Combátanse sin tregua y sin descuido los caprichos de los niños
Joaquín Costa (Monzón, 14 de septiembre de 1846-Graus, 8 de febrero de 1911) fue un político, jurista, economista e historiador español, el mayor representante del movimiento intelectual conocido como regeneracionismo. En el año 1870, en su libro “Maestro, escuela y patria (Notas pedagógicas)”, reflexionaba sobre la educación de los hijos.
El que sabe conocerse y dominarse, ese sólo es y será feliz, porque nuestros pesares, nuestras desgracias provienen casi siempre de nuestro orgullo o de nuestros deseos. Aprendiendo el niño a resistir todos sus caprichos, aprende al mismo tiempo a resistir los grandes contratiempos que habrá de sufrir cuando sea hombre. Las pequeñas contrariedades fortalecerán su alma, como las suaves brisas fortalecen los tallos de la mies.
Los niños son dóciles por naturaleza, porque tienen el instinto de su debilidad; pero si una vez se transige con alguna de sus exigencias, queda en el momento abierta la puerta a los abusos, y principia esa larga serie de condescendencias y de malos humores, esa balumba de licencias y contradichos, ese juego interminable, de tira y afloja sin plan y sin concierto, que forman el tormento de los padres y desnaturalizan y malean el carácter de los niños. Se hace aparecer a los niños en el mundo con los ojos vendados.
Principiando la batalla desde el primer día, sería de muy corta duración, porque el hábito de ser bueno se arraiga tan pronto como el de ser malo en el tierno corazón de los niños. Esto no querrá creerse, ni por consiguiente ensayarse, porque se piensa que los niños nacen incorregibles; pero después viene el mundo a darles las lecciones que les negaron sus padres, y ¡ay! cada una de estas lecciones es un desengaño cruel que marchita hoja por hoja la flor del corazón. El amor irracional de los padres pierde a la mitad del género humano y hace desdichada a la otra mitad.
Hay padres que no saben resistir a las lágrimas de sus pequeñuelos, siquiera sean lágrimas de rabia; pero debieran acordarse que dejándolas correr en el momento presente, enjugaban las que habrán de derramar más tarde, cuando conozcan mejor las amarguras de la vida. No quieren acordarse de esto; dan por sentado que sus hijos han de ser felices, que la desgracia no ha de acordarse de ellos, que las circunstancias y los tiempos se han de conjurar para estar prontos al menor de sus deseos.
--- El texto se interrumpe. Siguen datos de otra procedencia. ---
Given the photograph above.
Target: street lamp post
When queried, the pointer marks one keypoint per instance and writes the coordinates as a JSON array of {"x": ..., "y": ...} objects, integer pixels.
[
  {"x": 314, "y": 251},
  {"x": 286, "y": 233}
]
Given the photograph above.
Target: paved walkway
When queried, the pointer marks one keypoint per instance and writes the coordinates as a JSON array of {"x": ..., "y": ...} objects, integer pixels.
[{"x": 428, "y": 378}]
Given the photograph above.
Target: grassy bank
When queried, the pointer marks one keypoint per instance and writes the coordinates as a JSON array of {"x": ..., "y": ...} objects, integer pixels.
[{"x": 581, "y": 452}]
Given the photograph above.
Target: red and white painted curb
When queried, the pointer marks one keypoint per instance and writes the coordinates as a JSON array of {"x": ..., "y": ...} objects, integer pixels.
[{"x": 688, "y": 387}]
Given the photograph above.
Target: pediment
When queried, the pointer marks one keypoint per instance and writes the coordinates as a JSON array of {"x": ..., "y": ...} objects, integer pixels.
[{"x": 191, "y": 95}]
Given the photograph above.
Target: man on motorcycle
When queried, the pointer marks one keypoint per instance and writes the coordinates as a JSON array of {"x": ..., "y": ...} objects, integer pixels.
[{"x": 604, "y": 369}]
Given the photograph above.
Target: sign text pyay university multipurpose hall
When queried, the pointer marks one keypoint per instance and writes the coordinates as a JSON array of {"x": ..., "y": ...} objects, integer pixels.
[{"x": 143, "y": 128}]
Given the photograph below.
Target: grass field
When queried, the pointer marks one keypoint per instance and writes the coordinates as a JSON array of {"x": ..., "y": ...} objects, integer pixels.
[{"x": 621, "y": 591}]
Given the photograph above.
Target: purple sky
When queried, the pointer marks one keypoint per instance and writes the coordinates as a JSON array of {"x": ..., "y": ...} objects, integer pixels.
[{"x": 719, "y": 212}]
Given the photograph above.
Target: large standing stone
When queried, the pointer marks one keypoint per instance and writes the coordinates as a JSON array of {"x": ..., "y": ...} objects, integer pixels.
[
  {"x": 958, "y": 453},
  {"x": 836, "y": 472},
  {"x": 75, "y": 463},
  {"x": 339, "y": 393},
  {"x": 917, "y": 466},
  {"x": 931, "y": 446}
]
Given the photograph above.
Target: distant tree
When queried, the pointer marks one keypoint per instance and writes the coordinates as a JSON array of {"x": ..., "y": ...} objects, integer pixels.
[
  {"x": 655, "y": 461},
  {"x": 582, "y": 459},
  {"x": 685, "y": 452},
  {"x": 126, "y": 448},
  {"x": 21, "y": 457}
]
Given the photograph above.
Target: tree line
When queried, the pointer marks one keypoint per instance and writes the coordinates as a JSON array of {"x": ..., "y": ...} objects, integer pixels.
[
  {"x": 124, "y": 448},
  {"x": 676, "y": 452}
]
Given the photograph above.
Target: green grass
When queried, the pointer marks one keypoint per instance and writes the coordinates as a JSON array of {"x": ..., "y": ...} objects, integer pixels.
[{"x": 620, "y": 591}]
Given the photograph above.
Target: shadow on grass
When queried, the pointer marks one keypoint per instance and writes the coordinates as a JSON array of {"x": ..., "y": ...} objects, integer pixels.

Así, unos por miedo a las lágrimas, otros por debilidad y todos por falta de discurso, se hacen esclavos de sus hijos, y hacen a estos esclavos de la fatalidad de las pasiones.
Se creería que con este sistema se desterraba del hogar el amor filial; pero lejos de eso, se arraiga más profundamente: algunos de los que lean esto me darán la razón. También podría creerse que a puro de tirar la cuerda se llegaría a romper el arco, esto es, que el espíritu se desarrollaría amilanado, tímido, falto de iniciativa, indiferente a todo; pero la razón y la experiencia quieren que sea lo contrario. El arco no se dobla siempre, sino que en pocos días adquiere elasticidad bastante para abrirse y cerrarse sin esfuerzo y sin quebranto. Además, nuestro sistema de educación no es el temor organizado, ni la severidad, gruñona; es el beso dado como recompensa de la obediencia; es el corazón inteligente dirigiendo al corazón sensible; es el buen labrador arrancando del campo la cizaña; es el abrazo íntimo de quien puede exclamar: "he dado un individuo a la especie y una satisfacción a mi cariño; ahora daré un buen ciudadano a la humanidad, y a ese ciudadano un alma fuerte".